第93回   皆さん、今年も頑張りましたか!?
2013年12月20日  
 
  この所、急に寒くなって、文字通り木枯らし吹きぬく年の瀬がやって来ました。当コラム愛読者の皆さんにとっては、この1年はどんな年だったでしょうか?。たぶん大部分の皆さんは頑張った、充実した良い年だったと思いますが、不本意な年になってしまった人も中にはおられるかもしれません。でも、感じ方は人それぞれですから・・・?。くよくよしないで来年に期待しましょう。
 私の今年はと翻ってみますと、年の初めに突如、首が痛くて廻らなくなり、最初は寝違いかと思ったのですが、整形外科で“頸椎症”と診断され、局所ブロック注射や、牽引治療などを施しましたがなかなか改善しません。私も医者ですので、整形外科で出された薬以外にも文献などを色々調べて効きそうなあらゆる鎮痛消炎剤を取り寄せて試してみましたが、これも効果ははかばかしくありませんでした。整形外科医は“年の割には変形が軽い”と慰めてくれますが、“診断はどうでも良いから、痛みを取ってくれ!”と騒ぎたくなりそうで、昨今は患者さんの気持ちが良く解ります。とうとう整形外科に見切りをつけて?、医者のくせにと笑われるかもしれませんが、友人、知人の紹介で、針・灸・整体・マッサージと民間治療も試してみました。しかし、少しは良くなったものの、未だに痛みは完治していません。それどころか、最初は無かった指のしびれが出て来て、握力まで弱くなって来たのが心配です。視力も今年になって急に落ちてきましたし、やっぱり、年は争えないもので、年相応に衰えて来たのでしょう。その為かどうか、ゴルフは“調子が悪い”と云うより壊れてしまいました。他人は“会長職が激務のためだよ”と慰めを云ってくれますが、ゴルフが壊れた位はゴルフ仲間が喜ぶだけで大勢に影響はないとしても、医者としては、患者さんに迷惑を掛けないように、そろそろ現役引退を考えなければいけない年になったようで、何とも寂しい限りです・・・。
 肉体的なことから入ったら、いきなり暗い話になりましたが、気力はまだ衰えていません。今年も愛知県産婦人科医会の会長として難題に取り組んできました。その辺の活躍ぶり?を少しお話して今年の締めくくりとしましょう。
 先ず、今年産科領域で、心配したことの一つが風疹の流行でした。詳しいことは、第82回のコラムに書きましたので参照して欲しいのですが、以前のワクチン接種行政の不手際で、現在十分な免疫を持っていない若い妊娠世代の人がたくさんいます。そんな妊婦さんが妊娠初期に風疹に罹患すると、胎児に先天的な異常をきたす、先天性風疹症候群に罹る確率が50%を超えると云われています。二人に一人を超えると云うのはものすごい確率です。これを受けて、愛知県と名古屋市が時限措置として、風疹ワクチン予防接種を一部公費負担してくれることになりました。ところが、その内容があまりにも実情に沿わないので、会長として早速、名古屋市長と愛知県知事に内容改善の要望書を提出し、合わせて担当部署に出向き善処するよう交渉しました。しかし、こちらの主張が通ったのか通らないのか、はっきりしない玉虫色の返答しか貰えず大変不満でしたが、ひょんなことから、結果的に我々の主張通りになりました。

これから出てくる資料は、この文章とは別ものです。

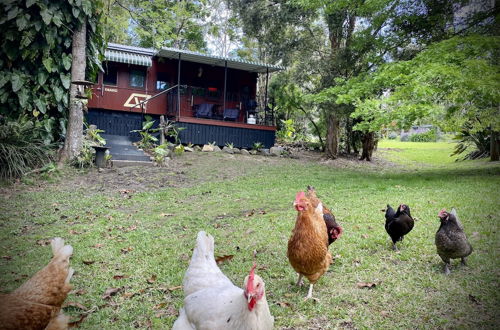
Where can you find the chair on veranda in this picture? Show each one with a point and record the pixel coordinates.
(231, 114)
(204, 110)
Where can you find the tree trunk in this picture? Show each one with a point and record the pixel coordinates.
(332, 136)
(74, 131)
(368, 146)
(494, 146)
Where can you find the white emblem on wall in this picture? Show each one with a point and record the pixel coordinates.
(135, 98)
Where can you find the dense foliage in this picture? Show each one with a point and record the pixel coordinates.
(35, 58)
(21, 148)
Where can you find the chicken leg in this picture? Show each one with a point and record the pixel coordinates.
(299, 281)
(309, 294)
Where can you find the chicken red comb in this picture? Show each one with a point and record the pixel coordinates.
(251, 277)
(299, 196)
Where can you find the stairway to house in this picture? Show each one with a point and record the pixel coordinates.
(123, 152)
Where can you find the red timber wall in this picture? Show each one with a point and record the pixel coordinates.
(240, 86)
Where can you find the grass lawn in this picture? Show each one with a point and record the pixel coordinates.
(135, 228)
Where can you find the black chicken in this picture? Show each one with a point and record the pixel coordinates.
(399, 223)
(451, 242)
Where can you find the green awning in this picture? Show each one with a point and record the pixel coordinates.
(129, 58)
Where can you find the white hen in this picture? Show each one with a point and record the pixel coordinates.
(213, 302)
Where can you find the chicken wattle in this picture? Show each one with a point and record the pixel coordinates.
(213, 302)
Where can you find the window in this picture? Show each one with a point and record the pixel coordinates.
(161, 81)
(110, 76)
(137, 78)
(212, 92)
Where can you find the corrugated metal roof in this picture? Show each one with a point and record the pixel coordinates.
(127, 57)
(198, 58)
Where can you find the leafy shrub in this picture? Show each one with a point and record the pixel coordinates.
(429, 136)
(21, 148)
(91, 138)
(393, 136)
(160, 153)
(475, 145)
(257, 146)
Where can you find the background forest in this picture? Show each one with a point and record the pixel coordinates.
(354, 68)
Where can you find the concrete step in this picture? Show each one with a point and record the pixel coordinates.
(122, 149)
(117, 139)
(130, 157)
(123, 163)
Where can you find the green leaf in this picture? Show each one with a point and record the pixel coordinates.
(17, 82)
(47, 62)
(42, 77)
(46, 16)
(87, 7)
(12, 13)
(58, 93)
(40, 104)
(57, 19)
(22, 22)
(23, 97)
(3, 80)
(65, 80)
(66, 61)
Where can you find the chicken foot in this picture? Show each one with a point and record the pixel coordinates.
(447, 268)
(299, 281)
(309, 294)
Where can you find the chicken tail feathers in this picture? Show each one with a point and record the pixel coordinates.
(60, 250)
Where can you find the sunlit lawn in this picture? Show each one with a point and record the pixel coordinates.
(150, 236)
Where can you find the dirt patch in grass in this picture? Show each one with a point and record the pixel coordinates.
(186, 171)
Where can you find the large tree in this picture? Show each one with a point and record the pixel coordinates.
(328, 42)
(35, 58)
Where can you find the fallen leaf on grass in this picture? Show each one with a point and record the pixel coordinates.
(126, 250)
(110, 292)
(173, 288)
(474, 300)
(283, 304)
(152, 279)
(74, 304)
(225, 258)
(249, 214)
(77, 322)
(78, 292)
(128, 295)
(119, 277)
(367, 285)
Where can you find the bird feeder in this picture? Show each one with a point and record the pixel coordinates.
(81, 86)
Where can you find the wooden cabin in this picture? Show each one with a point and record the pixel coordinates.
(213, 98)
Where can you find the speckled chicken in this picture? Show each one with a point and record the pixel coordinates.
(398, 223)
(37, 303)
(333, 229)
(451, 242)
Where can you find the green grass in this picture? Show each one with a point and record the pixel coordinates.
(417, 153)
(216, 195)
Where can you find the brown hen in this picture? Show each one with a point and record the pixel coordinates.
(37, 303)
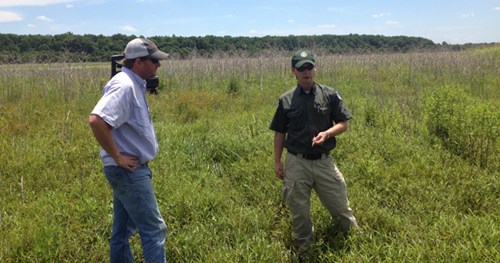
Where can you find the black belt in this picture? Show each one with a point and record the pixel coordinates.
(308, 156)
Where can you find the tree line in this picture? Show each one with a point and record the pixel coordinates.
(69, 47)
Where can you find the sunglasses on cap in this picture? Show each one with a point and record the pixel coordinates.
(153, 60)
(305, 66)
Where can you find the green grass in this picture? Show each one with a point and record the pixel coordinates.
(420, 159)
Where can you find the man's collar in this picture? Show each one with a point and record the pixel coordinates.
(302, 91)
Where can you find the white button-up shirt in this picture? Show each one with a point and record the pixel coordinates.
(124, 107)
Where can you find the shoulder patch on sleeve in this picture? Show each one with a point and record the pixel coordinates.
(338, 95)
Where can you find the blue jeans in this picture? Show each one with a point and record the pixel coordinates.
(135, 207)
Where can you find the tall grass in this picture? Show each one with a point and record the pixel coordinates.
(421, 160)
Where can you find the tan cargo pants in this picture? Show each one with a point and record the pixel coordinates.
(302, 175)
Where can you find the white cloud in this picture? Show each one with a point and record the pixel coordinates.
(128, 28)
(11, 3)
(9, 17)
(327, 26)
(468, 15)
(337, 9)
(379, 15)
(44, 18)
(391, 22)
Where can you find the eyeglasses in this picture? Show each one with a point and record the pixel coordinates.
(306, 66)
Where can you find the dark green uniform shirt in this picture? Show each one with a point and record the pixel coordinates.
(301, 116)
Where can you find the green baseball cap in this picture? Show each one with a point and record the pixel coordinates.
(302, 57)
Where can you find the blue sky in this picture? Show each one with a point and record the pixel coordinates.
(453, 21)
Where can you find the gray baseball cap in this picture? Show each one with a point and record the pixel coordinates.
(141, 47)
(302, 57)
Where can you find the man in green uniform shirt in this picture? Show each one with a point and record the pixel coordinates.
(306, 121)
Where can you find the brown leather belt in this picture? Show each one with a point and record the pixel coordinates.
(308, 156)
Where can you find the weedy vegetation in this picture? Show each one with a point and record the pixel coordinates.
(421, 160)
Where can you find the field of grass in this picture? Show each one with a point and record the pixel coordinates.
(421, 160)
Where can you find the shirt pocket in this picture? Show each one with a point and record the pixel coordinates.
(140, 119)
(296, 118)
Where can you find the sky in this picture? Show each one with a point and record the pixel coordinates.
(450, 21)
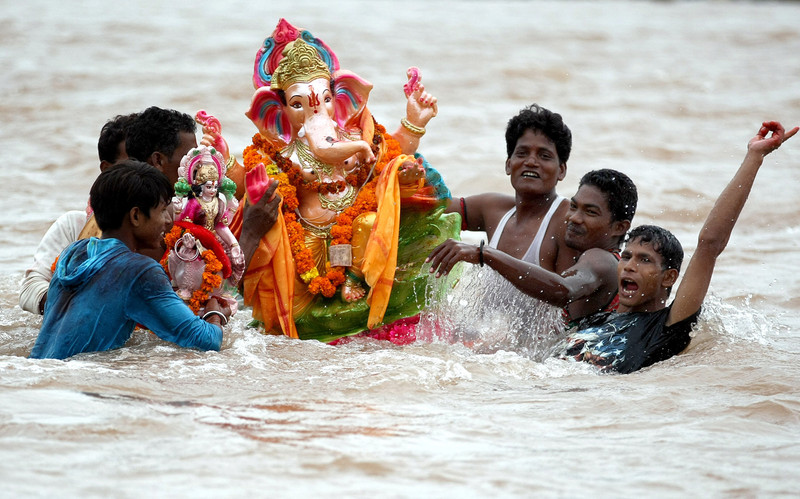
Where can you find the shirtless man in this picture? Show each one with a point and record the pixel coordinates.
(538, 144)
(599, 215)
(645, 330)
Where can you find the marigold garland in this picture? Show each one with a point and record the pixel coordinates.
(211, 278)
(289, 177)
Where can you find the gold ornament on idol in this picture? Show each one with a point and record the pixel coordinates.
(301, 63)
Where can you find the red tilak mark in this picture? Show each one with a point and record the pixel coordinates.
(313, 99)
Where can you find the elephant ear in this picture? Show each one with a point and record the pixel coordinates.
(351, 94)
(266, 112)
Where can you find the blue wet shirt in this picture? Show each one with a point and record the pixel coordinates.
(99, 292)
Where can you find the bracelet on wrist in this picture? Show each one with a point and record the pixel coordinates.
(416, 130)
(223, 320)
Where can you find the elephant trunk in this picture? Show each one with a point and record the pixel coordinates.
(320, 131)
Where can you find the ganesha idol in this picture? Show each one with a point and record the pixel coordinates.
(360, 209)
(203, 257)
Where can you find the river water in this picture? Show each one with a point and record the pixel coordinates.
(669, 92)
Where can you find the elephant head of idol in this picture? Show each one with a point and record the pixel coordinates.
(302, 96)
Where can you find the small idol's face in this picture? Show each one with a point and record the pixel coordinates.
(187, 141)
(210, 188)
(589, 221)
(534, 166)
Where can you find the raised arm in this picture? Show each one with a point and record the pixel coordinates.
(720, 221)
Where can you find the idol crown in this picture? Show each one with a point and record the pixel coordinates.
(300, 63)
(208, 171)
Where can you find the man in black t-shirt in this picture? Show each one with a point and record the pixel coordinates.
(644, 330)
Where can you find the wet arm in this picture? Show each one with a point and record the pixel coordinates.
(577, 282)
(719, 224)
(257, 220)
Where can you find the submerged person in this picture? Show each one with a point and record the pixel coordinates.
(645, 330)
(103, 287)
(528, 225)
(598, 218)
(69, 227)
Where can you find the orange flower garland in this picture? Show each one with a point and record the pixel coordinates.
(211, 278)
(290, 179)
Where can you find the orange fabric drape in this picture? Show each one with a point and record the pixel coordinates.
(380, 257)
(270, 277)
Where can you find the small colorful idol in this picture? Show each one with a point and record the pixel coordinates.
(203, 254)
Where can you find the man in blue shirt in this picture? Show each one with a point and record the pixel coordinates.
(103, 287)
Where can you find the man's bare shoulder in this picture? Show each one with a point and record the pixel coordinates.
(487, 209)
(601, 261)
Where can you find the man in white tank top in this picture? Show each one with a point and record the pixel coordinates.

 同じ頃、今度は子宮頸がん予防ワクチン(HPV ワクチン)の副反応の問題が大きく取沙汰されました。マスメディアがこの副反応を大々的に捉え、このまま接種を続けて良いのかと懐疑的な論調で報じたのに対し、厚労省は“副反応の発生頻度などが明らかになるまで、定期接種を積極的に勧奨すべきではない”と云う軟弱でしかも解りにくい通達を出しました。要するに積極的には勧めないが、定期接種を中止するものでは無いから、打ちたい人は自己責任で打ちなさいと云うことです。しかし、患者さんは自分ではなかなか判断出来ませんので、現場の医療者に相談するでしょう。そうなると何かあれば結局我々医者が責任を負わされることになります。子宮頸がんは風疹と違って、特に流行が有る訳ではありませんので、初めての人には解決するまで少し待ってもらっても良いのですが、困ったことにこのワクチンは3回打って初めて持続的効果が期待できるものですから、2回目以降の現在接種途中の人にはどのように助言すれば良いか大変難しい問題を抱えてしまいました。会長として、会員が安心して指導できるように医会の方針を示さなければなりません。これには大変苦慮しました。欧米先進国では公衆衛生学的見地から、子宮頸がん撲滅のためにHPVワクチンは推奨すべしとして、一方で重篤な副反応者には十分な国家補償をしています。ところが、日本人には集団の疫学的効果より、個人の安全を優先する国民的風土がありますので、厚労省も今回の苦肉の通達になったのだろうと思います。その後の報告で他のワクチンと大きな差が無い事が解りましたが、現実には接種者は減ったままです。現在我々は勧奨の変更を厚労省に働きかけているところです。
 又、母体血を用いた出生前遺伝学的検査についても、規制が厳しすぎて、現場の実情と合わないものになっていますが、我々産婦人科医はこの規制を守っています。しかし、外資系の検査会社が他科を含めた医療機関に売り込んでいますので、やがて規制無視の施設が出て来るだろうと思います。そうなると結果の悪い時だけ産婦人科が尻拭いさせられるような本末転倒の事態にならないように、現在医会として働きかけています。
 一方虐待予防に関する活動を今年はかなりしました。つい先だってもある保健所で講演してきましたが、要は妊娠中、あるいは出産直後からの支援が虐待予防に大きな役割を果たすので、その時期に妊婦と関わる産婦人科の対応が大事なこと。又、愛知県と愛知県産婦人科医会が協力して作った全県統一の妊娠届出書がこの時期に随分役立っていることなどを強調しています。まあこんな訳で、私的には今年も老体に鞭打って結構頑張りました。
 皆さん、特に今年不本意だった方々、まだこれから忘年会、クリスマス、大晦日と年末の行事が続きます。この最後のイベントで起死回生の挽回をして、“終わりよければ全てよし”と云うことで良いお年をお迎えください!